Members of the Hillsborough County School Board are tired of seeing classrooms without teachers, and they called on Superintendent Jeff Eakins on Tuesday to tell them what he is doing about the problem.
“We have to move on this really, really expeditiously,” board member Melissa Snively said near the close of Tuesday’s meeting. “There are students not getting the instruction that they absolutely have to have every single day. I just don’t see us having much time. Every day that goes by is a student’s opportunity for achievement and success in the classroom, and I don’t want to be responsible for taking that away from students.”
How many teachers are needed is sometimes a matter of disagreement and different numbers are used, depending on the situation.
A “leave behind” that staff prepared so board members could press lawmakers for more funding states that the number of teacher vacancies has skyrocketed this year to 341, from 195 two years ago.
The latest web-based listing shows 280 instructional jobs, and Eakins cautioned Tuesday that not all are "true vacancies."
As he has said in the past, the listings are misleading because in some cases, classes are small enough to be combined and entrusted to one strong teacher.
In other cases, subject coaches and specialists are doing the teacher's work even though the vacancy appears on the list.
"The first thing we look at in our schools is, how are you solving that issue?" Eakins said.
But Snively said she has heard from constituents who are angry that their children are spending months at a time with long-term substitutes for important classes such as algebra.
“You should not have a substitute teacher in algebra,” Snivey said. “That’s core curriculum.”
Snively asked Eakins to bring a plan of action back to the board.

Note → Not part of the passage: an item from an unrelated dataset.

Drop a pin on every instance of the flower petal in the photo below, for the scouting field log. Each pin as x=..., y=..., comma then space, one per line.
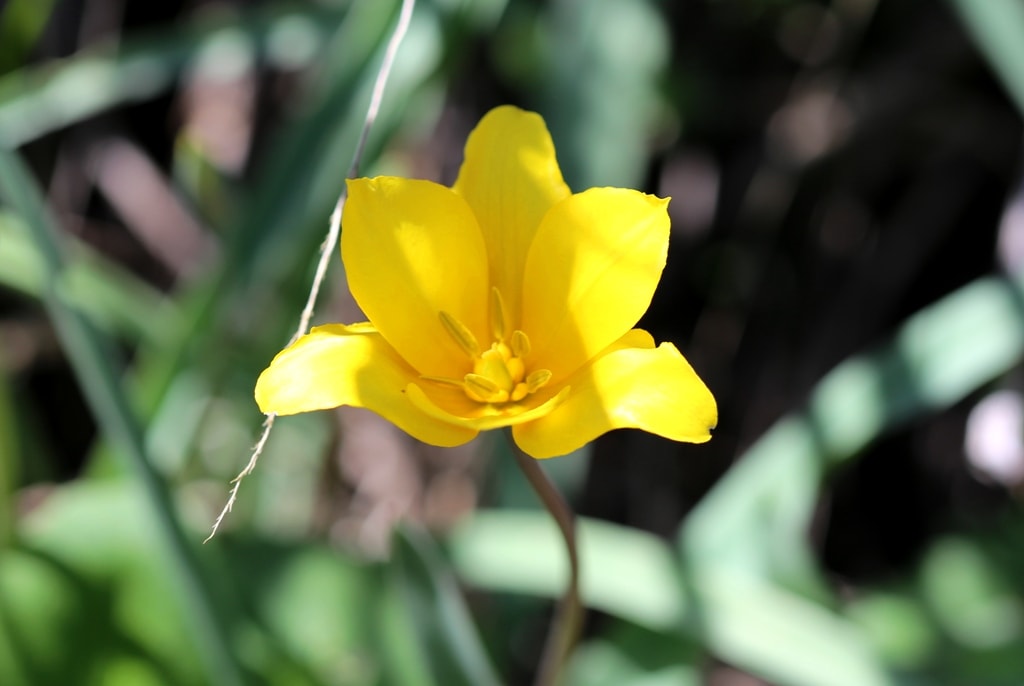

While the request could not be put to a vote, members Karen Perez and Stacy Hahn agreed that the current situation is not acceptable.
Perez said a lack of continuity makes things worse for children with mental health problems.
And Hahn, who comes from a career in the University of South Florida College of Education, said she has been concerned about the shortage since before she took office.
"Unfortunately, we do have substitutes and the majority are serving some of our most vulnerable children," she said.
"I will agree that if we wait to recruit in your traditional ways, it just isn't going to happen fast enough."
Eakins has said for awhile that he is considering a more accelerated recruiting plan for the 50 high-needs schools that fall under the new “Achievement” umbrella.
The district has a $30,000 contract with a human resource firm, the Alma Advisory Group, and Eakins said leaders will meet with the school board members individually over the next week to explain their strategy.
Human Resources Chief Marie Whelan said the plan could likely come before the board at its Feb. 19 meeting.
While he downplayed the number of true vacancies, Eakins also said he appreciates the need to be fully staffed. Principals, he said, have told him that “if i knew I had a high quality teacher with great expertise in front of my kids in the schools, we could probably save a lot of money on other resources that we put into our schools.”
He also said he is making teacher recruitment a top priority.
“We’re going big,” he said. “If I have to go someplace across this country to sell the Tampa, Florida to someone at a college of education somewhere that s seeking to come to a nice location, to teach in great schools with great leadership, I’m going to put myself out there to do that.”